Research Paper|Volume 12, Issue 11|pp 10223—10234

Long non-coding RNA SNHG1 activates HOXA1 expression via sponging miR-193a-5p in breast cancer progression

Jun Li¹, Tianyu Zeng¹, Wei Li¹, Hao Wu¹, Chunxiao Sun¹, Fan Yang¹, Mengzhu Yang², Ziyi Fu^1,³, Yongmei Yin¹

¹Department of Oncology, The First Affiliated Hospital of Nanjing Medical University, Nanjing 210029, China
²Department of Geriatric Oncology, The First Affiliated Hospital of Nanjing Medical University, Nanjing 210029, China
³Nanjing Maternal and Child Health Medical Institute, Nanjing Maternal and Child Health Care Hospital, Gynecology and Obstetrics Hospital Affiliated to Nanjing Medical University, Nanjing 210029, China

* Equal contribution

Received: September 27, 2019Accepted: March 24, 2020Published: June 3, 2020

Copyright © 2020 Li et al. This is an open-access article distributed under the terms of the Creative Commons Attribution License (CC BY 3.0), which permits unrestricted use, distribution, and reproduction in any medium, provided the original author and source are credited.

Abstract

Breast cancer is the leading cause of cancer death in women worldwide. Long non-coding RNA small nucleolar RNA host gene 1 (SNHG1) has been reported to be involved in human diseases, including cancer. Here, we found that SNHG1 expression was significantly upregulated in human breast cancer tissues and cell lines.
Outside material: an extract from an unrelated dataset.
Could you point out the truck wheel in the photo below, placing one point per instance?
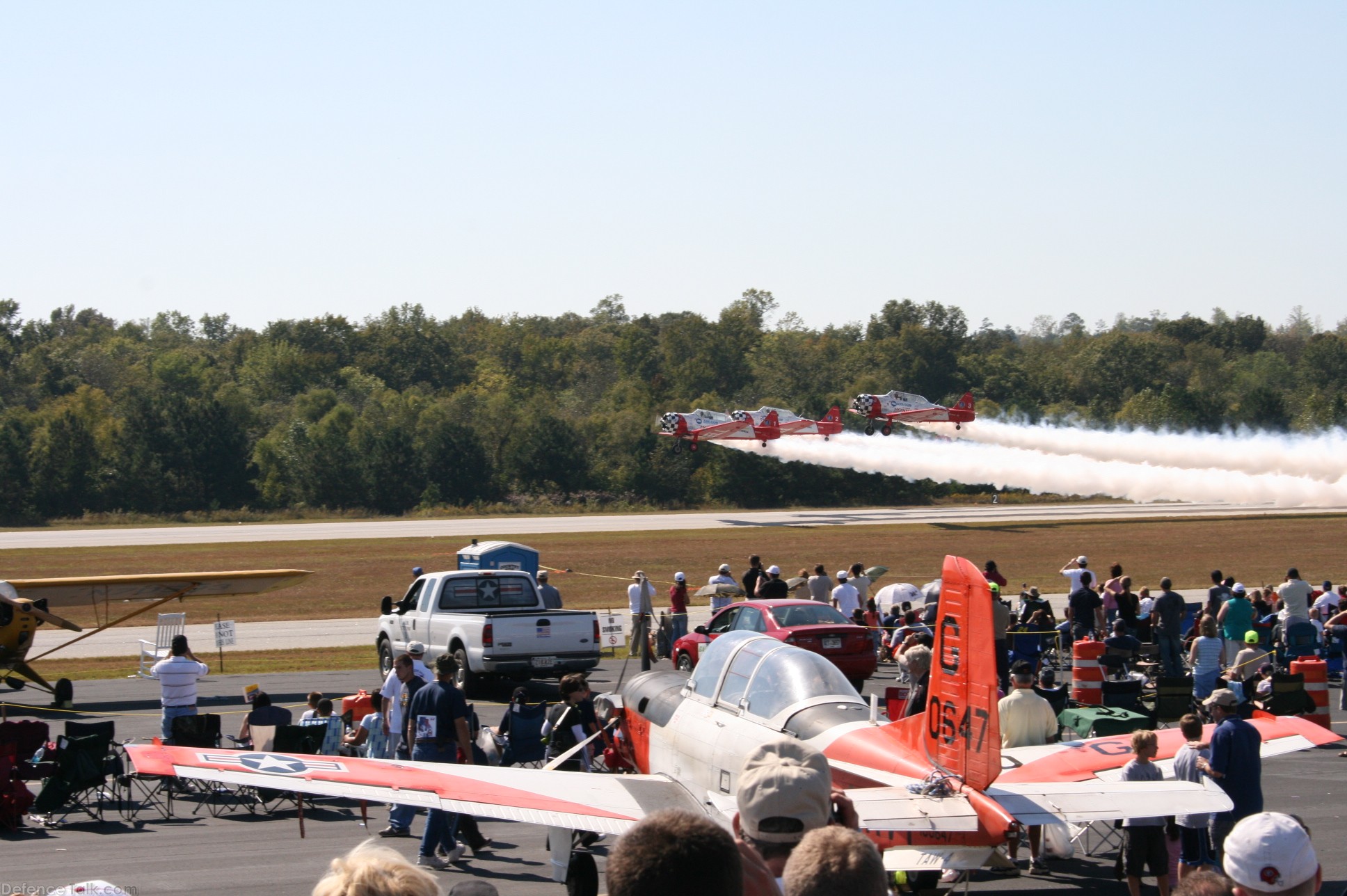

We explored the function of SNHG1 in breast cancer cells using in vitro and in vivo experiments and found that SNHG1 promotes breast cancer metastasis and proliferation. The potential molecular mechanism of SNHG1 in breast cancer cells may involve SNHG1 acting as a sponge of miR-193a-5p to activate the expression of the oncogene HOXA1. In summary, our study reveals a novel SNHG1/miR-193a-5p/HOXA1 competing endogenous RNA regulatory pathway in breast cancer progression and may provide new strategies for breast cancer therapy.